Tributo ao tribuno Adônis Galileu

Adônis, segundo o Dicionário de Nomes Próprios, vem da palavra semita Adonai, “meu senhor”, embora seja mais conhecida da mitologia grega como “jovem belo”, que despertou paixão em Afrodite, a deusa do Amor. Já Galileu, segundo explicações contidas no blog cristão “estiloadoracao.com”, ou, no sítio eletrônico da 6ª Região Eclesiástica da Igreja Metodista, ou, ainda na “wikipédia”, é um adjetivo gentílico ou pátrio, relativo às pessoas oriundas da Galileia, uma região do Oriente Médio, norte da Palestina.
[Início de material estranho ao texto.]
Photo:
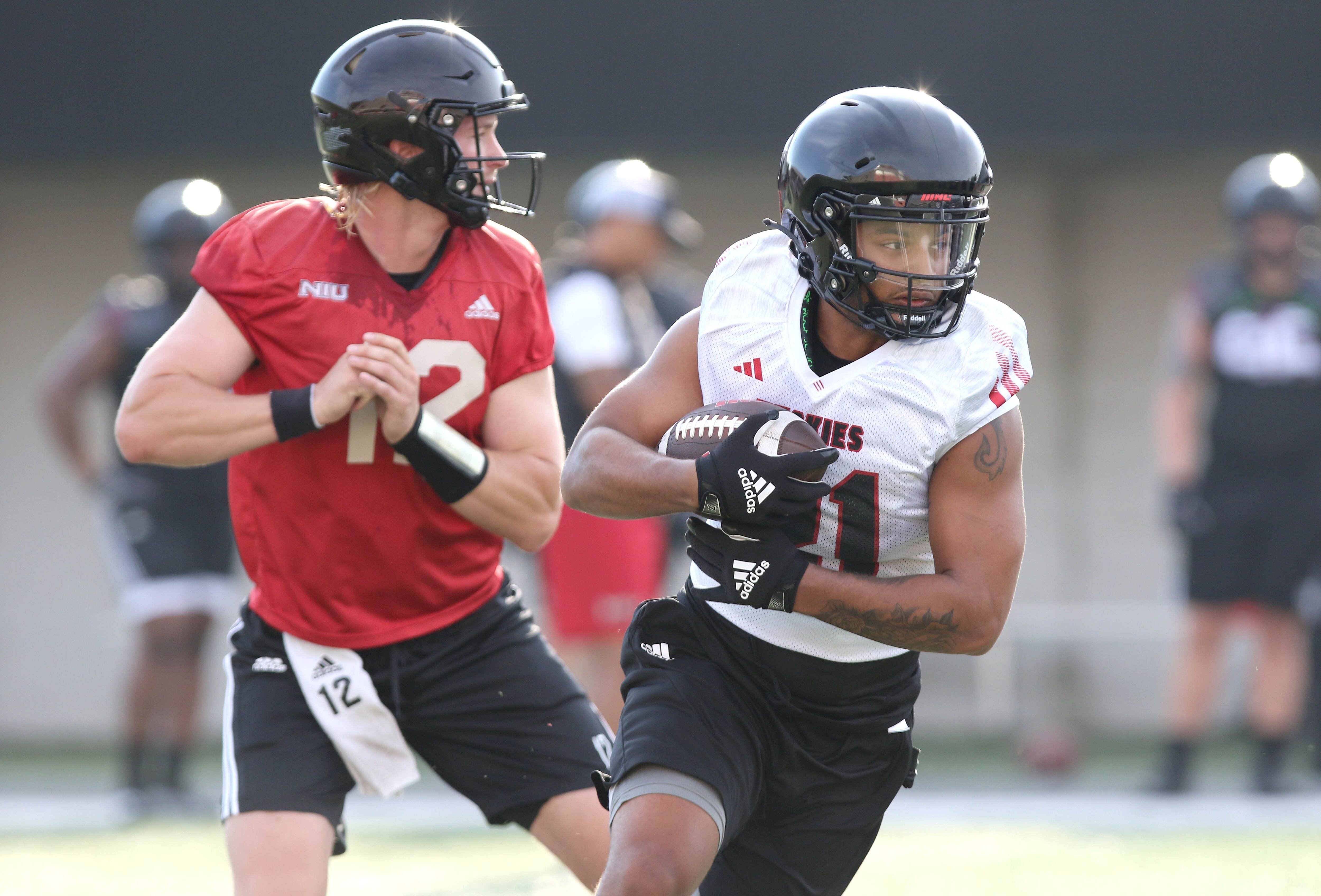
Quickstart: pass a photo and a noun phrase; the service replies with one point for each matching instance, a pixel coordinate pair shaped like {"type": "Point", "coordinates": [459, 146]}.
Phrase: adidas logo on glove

Distava uns 100 km da antiga Judeia. “Galileus não eram somente os habitantes de determinada região geográfica, mas, pessoas simples, generosas, piedosas, nacionalistas e intempestivas”. Segundo a Bíblia Sagrada, José e Maria viviam em Nazaré, cidade da Galiléia, onde Jesus foi criado, embora ele tenha nascido em Belém na Judéia, para onde José e Maria se deslocaram para o Recenseamento decretado pelo Imperador Romano César Augusto. As pessoas participavam do Censo nas suas cidades de origem. Belém era da Casa e Família de Davi, da qual José era descendente. Tudo a ver com o significado do nome composto recebido pelo nosso personagem por parte de seus pais, o saudoso casal muzambinhense, Geraldo Magela dos Santos, conhecido por Geraldo Cassiano, e Ana Teixeira dos Santos, Dna. Donica.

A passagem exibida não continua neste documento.